E. Stream order The emission order of streams of same type should be defined as ascending by id. It keeps the h3 side simple and most Quic implementations guarantee this anyway. If they don't it is trivial to fix in the trait implementation due to underlying guarantees in Quic. There have been examples of streams being emitted in slightly shuffled order by Quic implementations, so this should be explicitly required or handled internally.
E. Redundancy There's a bit of redundancy in the
OpenStreams
andConnection
trait, which is unnecessary and has a few awkward side-effects. #173 deals with that.

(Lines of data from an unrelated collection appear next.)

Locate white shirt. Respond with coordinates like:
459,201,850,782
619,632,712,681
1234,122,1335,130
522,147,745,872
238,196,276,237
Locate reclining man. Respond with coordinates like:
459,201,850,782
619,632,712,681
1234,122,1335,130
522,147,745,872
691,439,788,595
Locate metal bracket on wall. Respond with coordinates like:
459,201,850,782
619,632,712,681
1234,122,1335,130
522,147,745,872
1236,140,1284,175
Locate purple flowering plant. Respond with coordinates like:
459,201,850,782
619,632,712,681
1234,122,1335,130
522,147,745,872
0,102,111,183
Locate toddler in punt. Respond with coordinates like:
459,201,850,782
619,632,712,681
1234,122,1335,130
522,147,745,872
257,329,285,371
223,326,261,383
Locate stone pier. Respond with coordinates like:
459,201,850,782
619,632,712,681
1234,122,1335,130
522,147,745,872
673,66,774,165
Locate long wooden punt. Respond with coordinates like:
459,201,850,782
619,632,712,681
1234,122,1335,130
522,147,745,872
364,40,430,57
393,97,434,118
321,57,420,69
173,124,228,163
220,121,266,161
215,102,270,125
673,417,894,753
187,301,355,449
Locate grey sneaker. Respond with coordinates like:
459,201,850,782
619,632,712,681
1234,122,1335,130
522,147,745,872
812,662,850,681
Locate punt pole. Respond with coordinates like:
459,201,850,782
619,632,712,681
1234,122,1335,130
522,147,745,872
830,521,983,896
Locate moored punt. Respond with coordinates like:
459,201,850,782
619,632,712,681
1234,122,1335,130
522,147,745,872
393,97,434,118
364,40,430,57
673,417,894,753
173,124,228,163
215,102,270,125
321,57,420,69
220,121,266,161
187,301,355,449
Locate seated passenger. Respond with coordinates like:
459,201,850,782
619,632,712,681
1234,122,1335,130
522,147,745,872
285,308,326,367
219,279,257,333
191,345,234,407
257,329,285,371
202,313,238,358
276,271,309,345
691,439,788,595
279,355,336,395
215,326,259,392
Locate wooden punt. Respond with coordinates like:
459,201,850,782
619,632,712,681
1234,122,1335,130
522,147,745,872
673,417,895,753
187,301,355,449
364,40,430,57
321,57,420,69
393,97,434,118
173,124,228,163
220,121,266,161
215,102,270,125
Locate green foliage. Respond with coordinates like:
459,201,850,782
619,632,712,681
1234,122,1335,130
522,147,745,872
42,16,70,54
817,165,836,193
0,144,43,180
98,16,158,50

It is largely orthogonal to this topic, but would be nice to get out of the way, because it makes (Draft) PRs for this issue a bit easier to read.Conclusion
I hope the above makes sense. And I hope my concerns aren't based on a series of misunderstandings on my side. I think there's potential for h3 code to become simpler and easier to reason about. A draft PR should be fairly straightforward and I'm happy to give it a shot. But with a change that is this substantial, I wanted to explain my perspective a bit and check if you are open to such changes.